Company car and van drivers working in consultancy and the utilities have the most penalty points on their licences, while those in the financial and public sectors have the least, according to new research.
The research released by CFC Solutions breaks down the percentage of drivers with and without points for key industry sectors, based on several thousand users of its licence checking software.
It reveals that more than 8% of employees driving in the consultancy sector and more than 7% driving for UK utility companies have more than five points on their licence – approaching one tenth of their entire fleet.
“Having a greater number of higher-risk drivers in what might be considered to be higher-risk occupations concerns me greatly, but does not surprise me,” explains Chris Charlton, road risk manager at CE Electric UK.
“For many years, it has not been the custom to invest in an individual’s driving, particularly where the vehicle was provided to enable an individual to carry out their primary role.”
Every company has a legal obligation to their drivers to make sure that they are as safe as possible while out on the road.
There are a number of ways that companies can tackle duty of care for their drivers from educating them with risk assessments, further training and leaflets and manuals.
Companies can also carry out safety checks on the vehicles themselves, making sure they are serviced regularly and maintained.
But licence checking can provide the first effective step in accident management in terms of assessing an organisation’s drivers.
“Driving is something that we all do and very much take for granted and there was clearly an assumption that drivers did not need additional training so it did not receive the priority it deserved,” says Charlton.
“We are now seeing the consequences of that lack of priority. That is not to say that utilities drivers are bad or unsafe drivers. Yes, they pick up penalty points but that fact alone does not make them bad drivers.
“CE Electric UK has what I would consider to be a great record. We can do better which is why Occupational Road Risk features as a priority on our safety improvement plan.
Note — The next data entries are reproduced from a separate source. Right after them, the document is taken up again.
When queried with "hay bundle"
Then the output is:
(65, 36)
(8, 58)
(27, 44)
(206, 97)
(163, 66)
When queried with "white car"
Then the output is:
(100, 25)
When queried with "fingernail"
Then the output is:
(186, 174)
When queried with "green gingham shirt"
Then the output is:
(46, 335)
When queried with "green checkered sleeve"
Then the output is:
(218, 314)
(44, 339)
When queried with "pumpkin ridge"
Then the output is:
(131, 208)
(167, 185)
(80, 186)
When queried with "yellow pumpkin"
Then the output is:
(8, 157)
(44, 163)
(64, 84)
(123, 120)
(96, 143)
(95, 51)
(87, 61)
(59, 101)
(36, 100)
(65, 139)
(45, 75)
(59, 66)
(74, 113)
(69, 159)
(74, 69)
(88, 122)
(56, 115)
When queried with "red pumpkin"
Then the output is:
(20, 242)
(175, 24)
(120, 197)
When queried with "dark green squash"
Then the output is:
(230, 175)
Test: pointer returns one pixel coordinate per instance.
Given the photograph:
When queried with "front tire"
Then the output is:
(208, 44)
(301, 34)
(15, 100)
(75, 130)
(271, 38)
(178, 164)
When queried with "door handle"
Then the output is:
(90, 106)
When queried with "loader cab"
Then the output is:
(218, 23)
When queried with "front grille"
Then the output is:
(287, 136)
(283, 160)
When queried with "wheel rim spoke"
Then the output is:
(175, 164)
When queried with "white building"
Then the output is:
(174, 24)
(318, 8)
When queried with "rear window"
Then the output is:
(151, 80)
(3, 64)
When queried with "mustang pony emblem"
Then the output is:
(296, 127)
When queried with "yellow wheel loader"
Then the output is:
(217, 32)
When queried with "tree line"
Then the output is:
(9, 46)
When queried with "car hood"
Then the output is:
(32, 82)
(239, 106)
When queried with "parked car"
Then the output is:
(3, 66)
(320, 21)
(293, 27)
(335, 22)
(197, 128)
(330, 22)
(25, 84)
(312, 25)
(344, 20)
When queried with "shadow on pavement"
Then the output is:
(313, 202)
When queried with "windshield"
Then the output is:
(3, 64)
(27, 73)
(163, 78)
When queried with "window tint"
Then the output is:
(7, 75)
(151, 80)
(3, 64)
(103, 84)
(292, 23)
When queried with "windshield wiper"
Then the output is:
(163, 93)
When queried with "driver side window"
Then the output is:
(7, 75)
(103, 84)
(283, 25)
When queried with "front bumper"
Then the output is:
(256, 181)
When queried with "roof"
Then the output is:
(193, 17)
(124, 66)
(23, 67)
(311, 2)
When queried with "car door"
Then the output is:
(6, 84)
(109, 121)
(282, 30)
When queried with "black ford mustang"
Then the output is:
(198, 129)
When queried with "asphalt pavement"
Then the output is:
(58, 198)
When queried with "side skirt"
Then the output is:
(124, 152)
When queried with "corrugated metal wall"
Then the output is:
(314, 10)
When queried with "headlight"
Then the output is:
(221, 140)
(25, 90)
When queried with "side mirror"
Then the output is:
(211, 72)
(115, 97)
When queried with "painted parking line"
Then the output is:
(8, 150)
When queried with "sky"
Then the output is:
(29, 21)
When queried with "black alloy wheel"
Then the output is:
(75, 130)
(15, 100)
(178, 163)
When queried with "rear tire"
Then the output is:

In fact, driving is now used as a litmus test for their attitude towards wider risk activities.”
CE Electric has a manual driving licence checking system which is about to be upgraded and made more robust.
At the moment, it relies on management referral when penalty points are identified or when a Notice of Intended Prosecution is received from the police.
In these cases, drivers are required to undertake a targeted workshop and an on-road driving assessment dependent upon the nature of why the points were acquired.
“For example, a driver who accumulates six penalty points for speeding offences will be referred to an in-hours speed awareness workshop,” says Charlton.
“We also have the option to provide additional training should it be required. We invest heavily in training these individuals for their principal role – it makes sense to invest a little bit more to keep them driving to get the best from that initial investment.”
In the financial sector, more than 93% of drivers had no points on the licence, while public sector drivers (91%) and healthcare drivers (89%) had the second and third highest percentages respectively of low risk drivers.
Damian James, Fleet News award winner and fleet manager at Bracknell Borough Forest Council, was not surprised by the public sector’s results.
“Generally for work purposes drivers are travelling short distances and infrequently,” says James. “Our average mileage is 7,000 miles per annum.”
He checks licences annually except when a driver has six points or more when he moves to quarterly checks.
“A driver mandate is signed at each check which asks that we get updated if the status of their licence changes during the year,” says James.
“We don’t check licences with the DVLA direct mostly due to cost. Copies are scanned onto our fleet management system and the next check date updated.”
Drivers who fall into higher risk groups may require some kind of remedial action such as additional training and also need a much closer eye keeping on them.
“This is something that employers need to take seriously,” says Neville Briggs, managing director at CFC Solutions.
“Their licence should be rechecked perhaps every three months or even monthly to see if they have been penalised with additional points that could even see them banned.”